“Dario, Pierluigi, davvero siete così intrisi delle vecchie posizioni da non capire che qualcuno vuole correre solo per le sue idee?”. Era il 16 ottobre di quattro anni fa, e negli studi di Youdem si svolgeva il confronto televisivo tra i candidati all’ultimo congresso Pd prima di quello attuale.
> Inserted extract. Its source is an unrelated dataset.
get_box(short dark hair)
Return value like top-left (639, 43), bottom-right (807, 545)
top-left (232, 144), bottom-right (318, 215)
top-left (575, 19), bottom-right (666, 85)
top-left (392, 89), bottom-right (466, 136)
Da allora è cambiato parecchio: la tv del partito non trasmette più su satellite (per i tagli al finanziamento pubblico) e ha cambiato direttore, Bersani ha vinto due primarie (2009 e 2012) ma pareggiato le elezioni, Marino ne ha vinta una (2013, per Roma) e poi è stato eletto sindaco, Franceschini è diventato prima capogruppo alla Camera e quindi ministro, il Pd ha avuto un segretario e poi un reggente, la presidente si è dimessa, diversi esponenti (Rutelli in testa) hanno cambiato partito, il tesoriere della Margherita è finito in carcere, il neosindaco di Firenze si è imposto nel panorama nazionale, il gruppo parlamentare è stato rivoluzionato per due terzi dalle primariette di dicembre e dagli aggiustamenti del listino bloccato.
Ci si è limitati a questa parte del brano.